China's Space Agency Releases New Footage of Zhurong Probe on Mars - Video

© CNSAA color photo of Mars' north pole taken by Tianwen-1, China's first Mars probe
A color photo of Mars' north pole taken by Tianwen-1, China's first Mars probe - Sputnik International, 1920, 27.06.2021
China's first Mars rover named after the god of war and fire in local mythology landed on the Red Planet in mid-May. According to the China National Space Administration (CNSA), it will study the Martian atmosphere, geological characteristics, as well as the planet's magnetic field. The first findings are expected to be reported this year.

China's space agency has released new images and videos captured by its Zhurong probe on Mars. One of the videos shows the deployment of a parachute system as the probe was landing on Mars, while the other shows the probe roaming the Red Planet's surface.

​The data was sent to Earth via the Tianwen-1 satellite, which has been orbiting the Red Planet since the beginning of the year. State broadcaster CCTV said the Martian explorer has driven 236 metres in 42 sols (Martian days).

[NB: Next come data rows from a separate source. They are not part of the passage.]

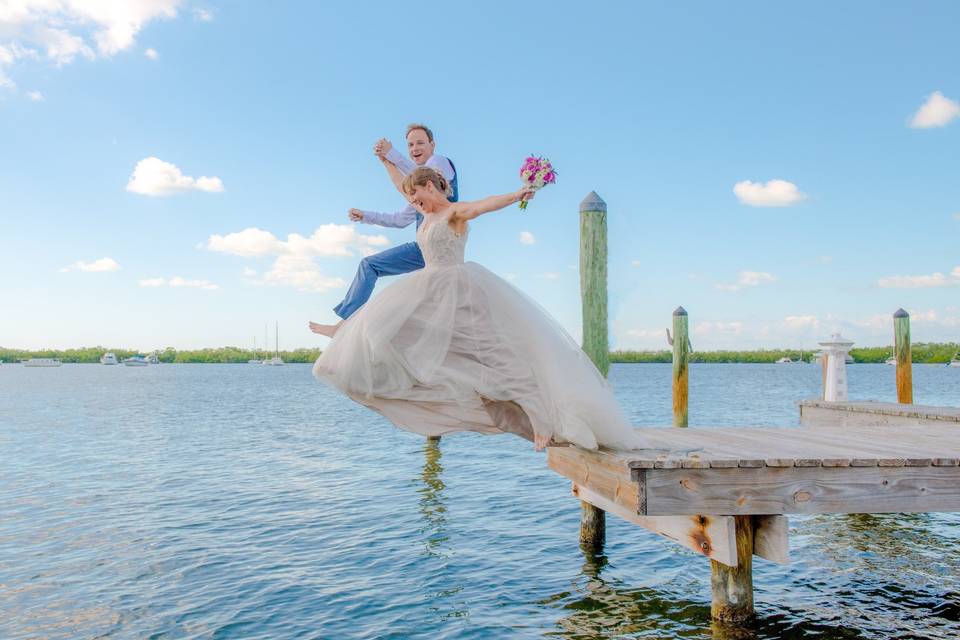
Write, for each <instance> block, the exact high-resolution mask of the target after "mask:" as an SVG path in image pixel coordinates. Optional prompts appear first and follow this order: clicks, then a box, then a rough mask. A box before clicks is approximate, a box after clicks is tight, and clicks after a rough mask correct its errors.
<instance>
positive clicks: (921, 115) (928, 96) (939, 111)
mask: <svg viewBox="0 0 960 640" xmlns="http://www.w3.org/2000/svg"><path fill="white" fill-rule="evenodd" d="M958 117H960V104H958V103H957V102H956V101H954V100H951V99H950V98H947V97H946V96H944V95H943V94H942V93H940V92H939V91H934V92H933V93H931V94H930V95H929V96H928V97H927V101H926V102H924V103H923V106H921V107H920V109H919V110H918V111H917V112H916V113H915V114H913V118H912V119H911V120H910V126H911V127H912V128H914V129H930V128H932V127H943V126H945V125H947V124H949V123H950V122H951V121H952V120H954V119H956V118H958Z"/></svg>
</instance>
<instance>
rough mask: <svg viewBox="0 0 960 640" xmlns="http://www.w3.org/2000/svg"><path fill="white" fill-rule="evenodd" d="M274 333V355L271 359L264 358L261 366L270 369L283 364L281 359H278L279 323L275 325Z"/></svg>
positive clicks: (279, 345) (279, 333) (278, 345)
mask: <svg viewBox="0 0 960 640" xmlns="http://www.w3.org/2000/svg"><path fill="white" fill-rule="evenodd" d="M276 331H277V335H276V342H275V344H274V346H275V347H276V350H275V354H274V356H273V357H272V358H266V359H264V361H263V364H265V365H267V366H270V367H279V366H280V365H282V364H284V362H283V358H281V357H280V323H279V322H278V323H277V328H276Z"/></svg>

"The orbiter and the Mars rover are in good working condition, reporting safely from Mars to the party and the motherland", reads a statement released by the China National Space Administration (CNSA).

As mentioned earlier, the Zhurong probe will study the Red Planet's atmosphere and geological characteristics, which researchers hope will shed light on the evolution of Mars. However, its primary focus is Utopia Planitia, a huge impact basin, where scientists hope to find signs of water or ice and possibly reveal whether Earth's neighbour ever sustained life.

While Zhurong studies Utopia Planitia, NASA's Perseverance rover has been examining the Jezero crater, which too could contain signs of life.